We took advantage of the experimental design to add critical quality control steps. Because mutations of two genes located on the same chromosome could only segregate to the same spore if a recombination event occurred, double mutations of gene pairs with low recombination frequencies resulted in negative S scores (Figure 1c). We could therefore check if our markers had been integrated at the correct chromosomal locations by examining the S scores of double mutations of neighboring genes. Of particular use were crosses of query and test strains with the same mutation, since in this extreme case the recombination frequency between the markers should always be zero. Using this analysis (see Materials and methods), we discovered that approximately 11% of our original libraries consisted of incorrect strains (see Additional data file 2 for a list of the removed strains and Schuldiner et al. [5] for a list of all strains used in the study).

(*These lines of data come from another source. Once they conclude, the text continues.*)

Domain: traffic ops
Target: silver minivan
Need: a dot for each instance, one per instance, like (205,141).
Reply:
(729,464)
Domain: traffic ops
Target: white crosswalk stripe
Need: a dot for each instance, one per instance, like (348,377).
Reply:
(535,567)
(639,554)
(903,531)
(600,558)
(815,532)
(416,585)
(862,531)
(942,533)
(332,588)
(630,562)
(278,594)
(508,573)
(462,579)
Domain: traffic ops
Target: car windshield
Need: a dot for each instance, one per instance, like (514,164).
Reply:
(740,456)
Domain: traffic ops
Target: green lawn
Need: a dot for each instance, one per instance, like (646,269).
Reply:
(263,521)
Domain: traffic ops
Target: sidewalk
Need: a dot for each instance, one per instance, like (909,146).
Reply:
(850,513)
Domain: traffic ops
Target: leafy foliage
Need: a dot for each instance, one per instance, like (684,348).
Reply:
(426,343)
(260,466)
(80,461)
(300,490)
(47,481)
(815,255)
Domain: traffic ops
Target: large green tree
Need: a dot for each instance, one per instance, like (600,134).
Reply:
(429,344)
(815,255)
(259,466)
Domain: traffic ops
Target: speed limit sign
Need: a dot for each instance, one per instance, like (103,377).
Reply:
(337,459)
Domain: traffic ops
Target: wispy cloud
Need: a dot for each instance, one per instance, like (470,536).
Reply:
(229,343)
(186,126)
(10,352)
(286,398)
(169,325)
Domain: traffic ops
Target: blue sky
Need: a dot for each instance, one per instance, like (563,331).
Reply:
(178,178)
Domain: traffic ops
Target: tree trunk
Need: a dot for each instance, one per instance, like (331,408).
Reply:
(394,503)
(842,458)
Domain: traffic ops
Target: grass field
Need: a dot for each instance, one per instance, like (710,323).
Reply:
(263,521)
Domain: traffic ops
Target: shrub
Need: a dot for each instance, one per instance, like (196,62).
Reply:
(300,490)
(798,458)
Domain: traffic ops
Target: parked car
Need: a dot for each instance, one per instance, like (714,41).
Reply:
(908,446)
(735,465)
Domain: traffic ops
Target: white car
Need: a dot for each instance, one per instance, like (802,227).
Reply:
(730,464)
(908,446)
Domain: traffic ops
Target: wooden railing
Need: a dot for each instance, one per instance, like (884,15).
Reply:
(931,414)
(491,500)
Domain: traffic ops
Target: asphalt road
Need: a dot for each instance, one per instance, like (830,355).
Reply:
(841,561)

It is not clear what fraction of these strains was incorrect in the original libraries and what fraction became corrupted during the course of the experiment. Incorrect strains were removed from the data set, and when possible remade and remeasured to generate replacement data. Additionally, all scores for gene pairs with chromosomal locations within 50 kb of each other were removed from the data, as these scores would tend to be negative whether or not a synthetic genetic interaction exists between the two genes (Figure 1c).

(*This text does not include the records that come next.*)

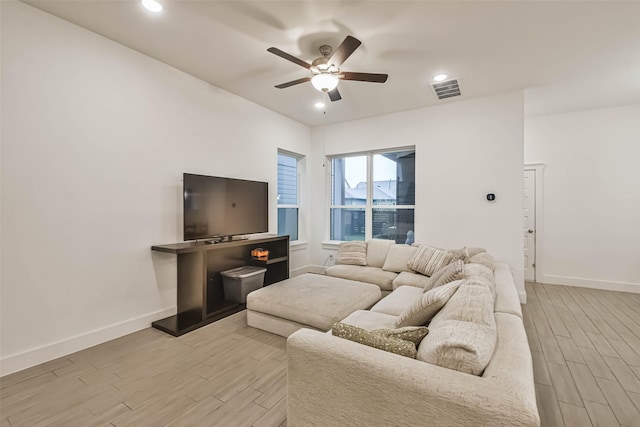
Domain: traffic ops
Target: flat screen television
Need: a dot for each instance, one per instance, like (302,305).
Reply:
(216,207)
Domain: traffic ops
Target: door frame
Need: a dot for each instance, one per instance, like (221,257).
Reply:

Additionally, large standard deviation measurements were used to identify unusually noisy test and query strains, which likely resulted from contaminations or technical errors in the plating process. A decision to remove or keep these strains was then made after visual inspection of the raw images. To prevent user bias, this inspection of images was done in blinded fashion. A significant number of such strains were identified and removed, and the scoring process was repeated. These scores, which included steps to account for and minimize the effects of experimental noise as well as extensive quality control, were markedly more reproducible than a scoring of the same raw data using a standard t-value (Figure 2). Each of the above described steps contributed significantly to the improvement in score reproducibility (Figure 2). The standard t-value scoring arises from the standard t-value calculation using the means and variances of normalized double and single mutant colony sizes (see Materials and methods for equation).

Figure 2
figure 2

Effects of modifications in the S score (from a t-value) on score reproducibility. Each panel contains a scatter plot, in which each point represents two independent score measurements for a single pair of genes. All panels use the same raw data, but they differ in the scoring procedure used. The two scores come from the two possible pairings of antibiotic resistance markers with gene mutations. (a) Standard t-values in which colony sizes are normalized according to the mean colony size on the experimental plate. (b) Standard t-values using the normalization procedure described here. (c) Standard t-values with the normalizations described here and the removal of incorrect strains and experiments. (d) S scores without minimum bounds on variances. (e) Full S scores.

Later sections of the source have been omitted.